Confido che la medicina, quando non può essere cura, possa almeno offrire sollievo dalla sofferenza. Perché
è inaccettabile che uno Stato si opponga alla morte assistita quando l’abbandono e il dolore disumanizzano la persona!
Signor Presidente, è un invito, forse anche una denuncia. È una voce sola, ma rappresenta tanti drammi familiari. Un grande dolore, simile a tanti altri. Mi chiedo: e se queste voci si incontrassero? E se riuscissero finalmente a trovare chi le ascolta davvero, senza pregiudizi e senza indifferenza?
E se ciò che viene classificato come il ciclo naturale della vita avesse un altro nome?
Perché, deve sapere, Signor Presidente, che alla sua età si è vecchi per ricevere una cura. Se è vero che un
giovane può morire, il vecchio non può certo vivere a lungo; e sembra che nel campo medico la vecchiaia
“soprattutto se hai una patologia pregressa”, sia al tempo stesso una discriminante per il paziente e
un’attenuante per chi manca nell’esercizio del proprio dovere. Questo è ciò che ho dedotto con amarezza nei miei 26 anni da caregiver e in quelli che sono stati, gli ultimi giorni di vita della mia mamma, mentre si
aspettava prima un posto in reparto, poi un posto letto, poi l’intervento, mai eseguito.

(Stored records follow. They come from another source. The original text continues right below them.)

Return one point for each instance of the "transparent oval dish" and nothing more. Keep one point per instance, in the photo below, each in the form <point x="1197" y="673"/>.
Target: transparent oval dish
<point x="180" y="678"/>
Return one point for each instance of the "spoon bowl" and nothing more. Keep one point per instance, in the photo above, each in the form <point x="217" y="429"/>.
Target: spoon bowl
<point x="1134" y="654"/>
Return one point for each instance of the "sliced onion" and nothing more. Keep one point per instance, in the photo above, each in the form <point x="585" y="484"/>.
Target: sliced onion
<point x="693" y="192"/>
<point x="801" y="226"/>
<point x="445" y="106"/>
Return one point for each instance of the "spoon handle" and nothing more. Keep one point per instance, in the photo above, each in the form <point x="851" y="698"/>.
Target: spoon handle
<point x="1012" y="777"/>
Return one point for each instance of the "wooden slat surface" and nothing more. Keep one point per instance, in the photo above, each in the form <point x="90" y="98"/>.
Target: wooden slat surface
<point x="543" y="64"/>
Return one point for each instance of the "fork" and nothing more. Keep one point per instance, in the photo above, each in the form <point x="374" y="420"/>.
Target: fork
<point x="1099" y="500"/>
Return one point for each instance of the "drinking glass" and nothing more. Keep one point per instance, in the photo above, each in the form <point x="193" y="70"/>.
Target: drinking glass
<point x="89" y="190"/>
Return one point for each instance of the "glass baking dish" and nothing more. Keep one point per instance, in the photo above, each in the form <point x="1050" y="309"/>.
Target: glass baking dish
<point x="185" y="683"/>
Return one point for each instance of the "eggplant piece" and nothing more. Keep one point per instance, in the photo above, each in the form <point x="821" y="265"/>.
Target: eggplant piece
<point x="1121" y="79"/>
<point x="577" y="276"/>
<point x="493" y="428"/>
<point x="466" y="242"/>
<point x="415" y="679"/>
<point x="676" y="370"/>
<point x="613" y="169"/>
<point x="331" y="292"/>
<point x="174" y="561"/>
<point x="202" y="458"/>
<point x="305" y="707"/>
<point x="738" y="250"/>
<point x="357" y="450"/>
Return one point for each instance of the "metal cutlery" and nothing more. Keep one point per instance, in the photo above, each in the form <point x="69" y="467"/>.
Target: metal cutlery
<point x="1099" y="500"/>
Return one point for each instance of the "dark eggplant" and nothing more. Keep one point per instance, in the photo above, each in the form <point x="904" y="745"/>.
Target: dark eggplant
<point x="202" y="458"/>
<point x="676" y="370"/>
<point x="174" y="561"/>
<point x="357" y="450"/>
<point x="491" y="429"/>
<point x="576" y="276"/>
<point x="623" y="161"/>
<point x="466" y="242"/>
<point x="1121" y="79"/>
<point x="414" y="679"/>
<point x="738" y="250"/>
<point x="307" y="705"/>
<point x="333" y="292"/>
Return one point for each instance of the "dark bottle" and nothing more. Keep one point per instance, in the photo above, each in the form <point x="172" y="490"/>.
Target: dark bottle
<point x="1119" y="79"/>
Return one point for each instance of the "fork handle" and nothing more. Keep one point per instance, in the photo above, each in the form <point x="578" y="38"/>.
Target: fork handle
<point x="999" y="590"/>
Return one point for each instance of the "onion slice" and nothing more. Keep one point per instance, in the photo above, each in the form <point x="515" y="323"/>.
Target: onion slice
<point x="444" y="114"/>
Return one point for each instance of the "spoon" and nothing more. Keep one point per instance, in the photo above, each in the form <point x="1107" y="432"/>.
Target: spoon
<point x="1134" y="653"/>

Come posso definire questo comportamento medico associato a disattenzioni, leggerezze e mancata
assistenza?
Non voglio essere io a coniare un termine adeguato, ma il mio augurio è che chi di dovere si voglia
finalmente interessare a porre fine a questi comportamenti oltraggiosi per il genere umano e che trovi un nome appropriato per tali atti, assolutamente in contrasto con la società evoluta che ci vantiamo di aver costruito nel 2025.
Non è il miracolo che si chiede, ma semplici gesti di umanità.

L’ammalato e la sua famiglia chiedono occhi che ti guardano, che non fissino solo il computer sul quale
scrivono.
Vogliono un dialogo sincero. Un saluto che spesso manca.
Per ogni persona sofferente, c’è una famiglia distrutta, sia esso giovane o vecchio. Chiedo uguale rispetto per tutti.
La vita è un diritto per tutti, così come deve essere uguale il diritto alle cure.
È l’orgoglio ad avermi spinta a scriverle, Presidente.
L’orgoglio di essere italiana e di credere nella giustizia.
E’ l’orgoglio di essere Reggina che mi spinge a rivendicare il sacrosanto diritto di essere curata nella mia città, con la medesima professionalità che riscontro a Roma, Bologna o Milano.
Vorrei che lei accettasse questo mio invito, Presidente, affinché la sua presenza servisse da monito per chi non attende ai propri doveri con la coscienza di un padre di famiglia e da stimolo per chi, invece, non senza fatica, crede nel proprio lavoro e lo esercita al meglio delle proprie possibilità ogni giorno.